José Luis Parra
A estas alturas, todo mundo ya firmó algo. El pacto por la seguridad, el acuerdo por la paz, el convenio para fortalecer la justicia, la alianza para no desaparecer. México es, otra vez, el país de los grandes acuerdos… que nadie cumple. Pero qué bonito se ven las fotos.
Esta semana la presidenta Claudia Sheinbaum encabezó, por primera vez, la reunión del Consejo Nacional de Seguridad Pública. A su lado, como en procesión obligada, estuvieron los gobernadores de todos los estados, los jefes del Gabinete de Seguridad, y varios que solo fueron a tomarse la selfie institucional. Ya saben, por aquello del “yo estuve ahí”.
El evento fue solemne y productivo: se firmaron dos acuerdos nacionales —uno para fortalecer las instituciones de seguridad pública y otro para la búsqueda de personas desaparecidas—, se detallaron plazos, metas y protocolos. Incluso hubo promesas de armonizar leyes, de certificar academias, de fortalecer fiscalías, de entrenar policías, de digitalizar denuncias y, cómo no, de profesionalizar hasta al último burócrata armado.
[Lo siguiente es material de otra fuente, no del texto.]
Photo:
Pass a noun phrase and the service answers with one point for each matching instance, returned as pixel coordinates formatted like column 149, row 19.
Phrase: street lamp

Todo medido, calendarizado y con etiquetas de prioridad nacional.
Vaya, hasta un modelo de denuncia anónima desde el 089 tendrá protocolo de eficiencia.
¿El detalle? México ya tiene experiencia en este tipo de “pactos de país”. Se anuncian con bombo y platillo, se presumen como hitos históricos, pero cuando se apagan las cámaras… todo regresa a la normalidad. A la impunidad, a la burocracia desmemoriada y a la violencia cotidiana.
Una de las joyas del nuevo acuerdo es el compromiso de aumentar en 25% el estado de fuerza de las policías estatales y de investigación de aquí al 2029. Suena ambicioso, pero habría que recordar que muchas de esas corporaciones ni siquiera tienen gasolina para patrullar. Menos aún para crecer.
En papel todo suena espectacular: reclutamientos masivos, academias renovadas, capacitación en inteligencia e investigación. ¿Y en la práctica? Bueno, eso lo decidirá el presupuesto. Porque ya vimos cómo terminó el último intento de profesionalización: con ex militares mal pagados y policías municipales convertidos en agentes de tránsito con arma corta.
El segundo acuerdo se enfoca en uno de los dolores más profundos del país: los desaparecidos. Se crearán fiscalías especializadas, se modernizará la base de datos genética, se aplicarán protocolos de recuperación forense y se capacitará personal pericial. Todo suena muy técnico, muy preciso.
Pero ni los datos forenses ni los cuerpos identificados podrán revivir a los muertos. El problema no es la falta de estructura: es el abandono, el silencio institucional, el miedo que todavía paraliza a muchas fiscalías estatales cuando el crimen organizado les manda recado.
Aun así, el acuerdo se firma. Y con él, la esperanza reciclada de miles de familias que llevan años buscando a sus hijos, padres, hermanos.
Otro eje central fue la extorsión. Ya no se puede ocultar: se volvió epidemia. Desde la señora que vende tacos en esquina hasta la empresa mediana que ya presupuestó la “cuota” del mes. Y el Estado, con toda su fuerza, apenas empieza a reaccionar.
Se promete una ley general, una reforma constitucional y fiscalías especializadas. ¿El resultado esperado? Investigar de oficio, tipificar adecuadamente y unir esfuerzos de todos los niveles. Lo curioso es que muchas de esas medidas ya estaban contempladas en estrategias anteriores. Pero nadie las quiso aplicar. Porque implicaba tocar intereses muy particulares. De esos que huelen a dinero sucio y protección oficial.
Mientras el gobierno federal presume reformas y acuerdos, en los estados la realidad tiene otro guion. Los narcos siguen disparando a plena luz del día y enterrando cadáveres en fosas que las madres buscadoras encuentran sin ayuda de las autoridades. Pero eso no salió en la minuta del Consejo Nacional de Seguridad Pública. Ni se mencionó en los discursos de Claudia ni del gabinete.
Porque una cosa es firmar compromisos desde Palacio Nacional. Y otra muy distinta cumplirlos en el desierto, en la sierra o en los barrios donde la ley no se atreve a entrar.
Pero no nos pongamos trágicos. El acuerdo fue histórico. Lo dijo la presidenta. Y si ella lo dice… ¿quién se atreve a contradecirla?